Guyana seems to want to keep up with the rest of the world for all the wrong reasons. There was a time when people slept with their doors and windows open. In some communities people still do because the crime situation has not reached those locations.
Perhaps it is the fact that everyone now boasts that the world has become a village through the vastly improved modes of communication. These days it takes only a few minutes for something that happens in another corner of the world to reach the eyes and ears of Guyanese.
The foreign television newscasts regale us with the sordid details of the various shootings and killings. Nary would a morning pass without the television news anchor reporting about a shooting in Florida, or some other random act of violence.
It is the same in other parts of the world. In Asia and the Middle East and in Africa there are the senseless killings, some so brutal that they defy explanation and description.
With the ubiquitous social media, just about every Guyana can access these news items, The problem is that there is the view that the things happening are in direct proportion to the violence that assail the people of Guyana every day. It is therefore no surprise that some organization has rated this small country as the fifteenth most murderous country in the world. That is no ordinary rating when one considers that Guyana has less than a million people.
Some sociologists still hold to the view that Guyana’s violence is directly linked to its declining education capability. Each year a horde of young people leave school without a modicum of academic education and hopes of making money. A few would venture into the world of skilled work while others would trust their fate to luck and so venture into the hinterland to work in the timber, gold and other industries that exist there.
But there are others who refuse to leave home and would and soon gravitate to the world of crime. There are too many of these people today. Such are their numbers that it is no longer surprising when the ages are released after a confrontation with the law enforcers or if they die by misadventure.
Murders are what now place Guyana among the most violent countries in the world. A very large percent of the killings in Guyana are domestic. People get into disputes and at the drop of a hat they kill. That is because they lack the ability to reason. Many are killed after a bout of imbibing alcohol. Again, it goes without saying that reasoning is impaired by alcohol.
Of concern, are the murders that crown domestic violence acts.
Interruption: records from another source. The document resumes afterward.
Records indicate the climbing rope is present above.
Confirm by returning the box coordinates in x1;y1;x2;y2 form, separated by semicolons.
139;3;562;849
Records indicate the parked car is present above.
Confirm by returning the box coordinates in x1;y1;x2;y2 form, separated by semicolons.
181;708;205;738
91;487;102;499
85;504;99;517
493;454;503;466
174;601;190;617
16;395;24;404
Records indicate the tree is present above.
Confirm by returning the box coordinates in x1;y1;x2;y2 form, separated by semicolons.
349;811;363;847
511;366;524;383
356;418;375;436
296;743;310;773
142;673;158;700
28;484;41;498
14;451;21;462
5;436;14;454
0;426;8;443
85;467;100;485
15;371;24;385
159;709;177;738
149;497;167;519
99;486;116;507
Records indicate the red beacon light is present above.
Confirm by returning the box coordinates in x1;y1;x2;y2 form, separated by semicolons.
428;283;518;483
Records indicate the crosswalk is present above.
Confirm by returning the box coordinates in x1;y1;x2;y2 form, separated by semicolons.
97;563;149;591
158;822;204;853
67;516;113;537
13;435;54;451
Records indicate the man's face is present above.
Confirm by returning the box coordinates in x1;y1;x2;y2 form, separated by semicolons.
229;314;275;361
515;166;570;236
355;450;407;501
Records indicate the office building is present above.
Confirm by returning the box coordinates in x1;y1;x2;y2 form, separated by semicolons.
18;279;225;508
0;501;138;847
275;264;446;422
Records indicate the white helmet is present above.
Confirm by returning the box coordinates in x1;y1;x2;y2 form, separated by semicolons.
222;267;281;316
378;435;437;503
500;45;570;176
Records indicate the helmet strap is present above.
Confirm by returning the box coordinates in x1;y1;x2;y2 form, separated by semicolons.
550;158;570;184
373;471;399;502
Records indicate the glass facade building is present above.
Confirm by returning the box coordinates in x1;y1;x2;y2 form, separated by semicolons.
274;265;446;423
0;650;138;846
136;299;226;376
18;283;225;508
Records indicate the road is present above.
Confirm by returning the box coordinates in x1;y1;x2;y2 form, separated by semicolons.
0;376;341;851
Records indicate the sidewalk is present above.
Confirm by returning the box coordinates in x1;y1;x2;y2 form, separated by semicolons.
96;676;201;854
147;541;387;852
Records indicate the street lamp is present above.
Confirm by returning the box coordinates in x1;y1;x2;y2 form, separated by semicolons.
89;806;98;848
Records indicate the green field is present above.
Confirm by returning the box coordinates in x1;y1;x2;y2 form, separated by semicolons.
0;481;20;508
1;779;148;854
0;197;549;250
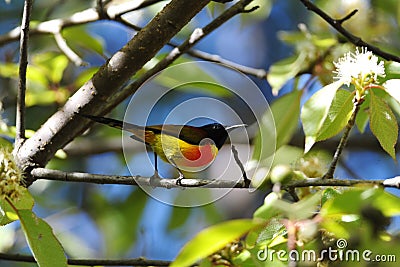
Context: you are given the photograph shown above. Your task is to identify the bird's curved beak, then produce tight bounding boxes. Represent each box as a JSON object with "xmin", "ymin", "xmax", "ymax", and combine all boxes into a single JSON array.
[{"xmin": 225, "ymin": 124, "xmax": 247, "ymax": 132}]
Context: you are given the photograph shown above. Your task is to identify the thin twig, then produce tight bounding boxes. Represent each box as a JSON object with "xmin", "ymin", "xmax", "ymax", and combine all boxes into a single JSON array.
[
  {"xmin": 299, "ymin": 0, "xmax": 400, "ymax": 63},
  {"xmin": 30, "ymin": 168, "xmax": 400, "ymax": 190},
  {"xmin": 54, "ymin": 32, "xmax": 86, "ymax": 66},
  {"xmin": 323, "ymin": 98, "xmax": 361, "ymax": 179},
  {"xmin": 0, "ymin": 252, "xmax": 171, "ymax": 266},
  {"xmin": 30, "ymin": 168, "xmax": 249, "ymax": 188},
  {"xmin": 183, "ymin": 45, "xmax": 268, "ymax": 79},
  {"xmin": 336, "ymin": 9, "xmax": 358, "ymax": 24},
  {"xmin": 15, "ymin": 0, "xmax": 33, "ymax": 150},
  {"xmin": 231, "ymin": 144, "xmax": 250, "ymax": 187}
]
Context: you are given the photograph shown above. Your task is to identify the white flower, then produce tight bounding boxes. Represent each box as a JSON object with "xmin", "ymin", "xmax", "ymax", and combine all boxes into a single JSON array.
[{"xmin": 333, "ymin": 47, "xmax": 385, "ymax": 86}]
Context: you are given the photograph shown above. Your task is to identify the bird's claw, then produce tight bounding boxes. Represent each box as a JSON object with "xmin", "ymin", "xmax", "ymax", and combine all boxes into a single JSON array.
[
  {"xmin": 150, "ymin": 171, "xmax": 161, "ymax": 188},
  {"xmin": 175, "ymin": 172, "xmax": 185, "ymax": 187}
]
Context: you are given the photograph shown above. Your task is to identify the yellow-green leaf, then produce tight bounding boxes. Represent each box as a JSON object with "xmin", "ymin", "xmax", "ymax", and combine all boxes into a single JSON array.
[
  {"xmin": 301, "ymin": 80, "xmax": 343, "ymax": 153},
  {"xmin": 268, "ymin": 53, "xmax": 307, "ymax": 95},
  {"xmin": 171, "ymin": 219, "xmax": 257, "ymax": 267},
  {"xmin": 272, "ymin": 90, "xmax": 302, "ymax": 149},
  {"xmin": 0, "ymin": 188, "xmax": 34, "ymax": 225},
  {"xmin": 369, "ymin": 89, "xmax": 398, "ymax": 159},
  {"xmin": 18, "ymin": 209, "xmax": 67, "ymax": 267},
  {"xmin": 316, "ymin": 89, "xmax": 353, "ymax": 141}
]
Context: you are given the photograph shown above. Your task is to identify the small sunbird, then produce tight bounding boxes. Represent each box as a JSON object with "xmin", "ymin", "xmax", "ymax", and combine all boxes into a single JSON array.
[{"xmin": 80, "ymin": 114, "xmax": 246, "ymax": 185}]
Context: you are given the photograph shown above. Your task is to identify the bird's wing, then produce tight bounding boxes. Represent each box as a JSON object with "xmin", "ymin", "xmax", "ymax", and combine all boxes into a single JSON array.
[{"xmin": 145, "ymin": 124, "xmax": 208, "ymax": 145}]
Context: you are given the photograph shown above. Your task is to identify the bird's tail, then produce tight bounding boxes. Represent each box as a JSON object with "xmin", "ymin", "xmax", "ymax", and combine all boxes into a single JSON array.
[
  {"xmin": 79, "ymin": 114, "xmax": 125, "ymax": 130},
  {"xmin": 78, "ymin": 114, "xmax": 145, "ymax": 133}
]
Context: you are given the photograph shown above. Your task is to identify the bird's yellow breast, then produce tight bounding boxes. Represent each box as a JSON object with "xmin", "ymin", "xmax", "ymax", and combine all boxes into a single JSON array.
[{"xmin": 148, "ymin": 133, "xmax": 219, "ymax": 172}]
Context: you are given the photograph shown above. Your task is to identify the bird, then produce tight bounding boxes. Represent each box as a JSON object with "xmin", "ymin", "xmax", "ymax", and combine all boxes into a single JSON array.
[{"xmin": 79, "ymin": 114, "xmax": 246, "ymax": 185}]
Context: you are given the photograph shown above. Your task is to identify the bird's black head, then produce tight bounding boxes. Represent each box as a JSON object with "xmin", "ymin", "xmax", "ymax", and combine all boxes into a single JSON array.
[
  {"xmin": 176, "ymin": 123, "xmax": 246, "ymax": 149},
  {"xmin": 200, "ymin": 123, "xmax": 229, "ymax": 149}
]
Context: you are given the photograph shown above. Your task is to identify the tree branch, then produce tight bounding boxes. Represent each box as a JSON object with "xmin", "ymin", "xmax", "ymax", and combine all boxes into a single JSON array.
[
  {"xmin": 0, "ymin": 252, "xmax": 171, "ymax": 266},
  {"xmin": 14, "ymin": 0, "xmax": 33, "ymax": 151},
  {"xmin": 299, "ymin": 0, "xmax": 400, "ymax": 63},
  {"xmin": 323, "ymin": 97, "xmax": 361, "ymax": 179},
  {"xmin": 30, "ymin": 168, "xmax": 400, "ymax": 190},
  {"xmin": 53, "ymin": 32, "xmax": 86, "ymax": 66},
  {"xmin": 185, "ymin": 48, "xmax": 268, "ymax": 79},
  {"xmin": 15, "ymin": 0, "xmax": 212, "ymax": 185}
]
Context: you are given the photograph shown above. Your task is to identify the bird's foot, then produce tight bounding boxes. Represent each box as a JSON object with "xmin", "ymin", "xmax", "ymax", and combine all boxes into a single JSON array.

In this past week at least five people died violently, one by a man who now seems unrepentant and who is vowing to continue his campaign against his wife who survived the initial assault.
One would expect that in small societies the family unit would be closer; members of the extended family would always be at hand. These are the people who would normally avert violence but this does not seem to be the case today.
The police are hard pressed to keep up with the spate of killings. Given their numbers they cannot even offer protection where such is requested by the court.
In a society that is increasingly becoming lawless there must be innovative means to deal with the various crimes. There are seat belt laws and it took some prosecutions, regardless of status, to drive home the need for drivers to be buckled in.
Using hand-held mobile phones is a no-no but one gets the impression that there is no serious attempt at enforcement. And the relatively lax attitude to road fatalities is not helping to keep death off the roads. For this month there have been more road deaths than any other month. The influx of cars and new drivers necessitates stringent monitoring and the relevant penalties.
But we are on the right track if we want to record statistics like countries with populations fifty times larger than ours.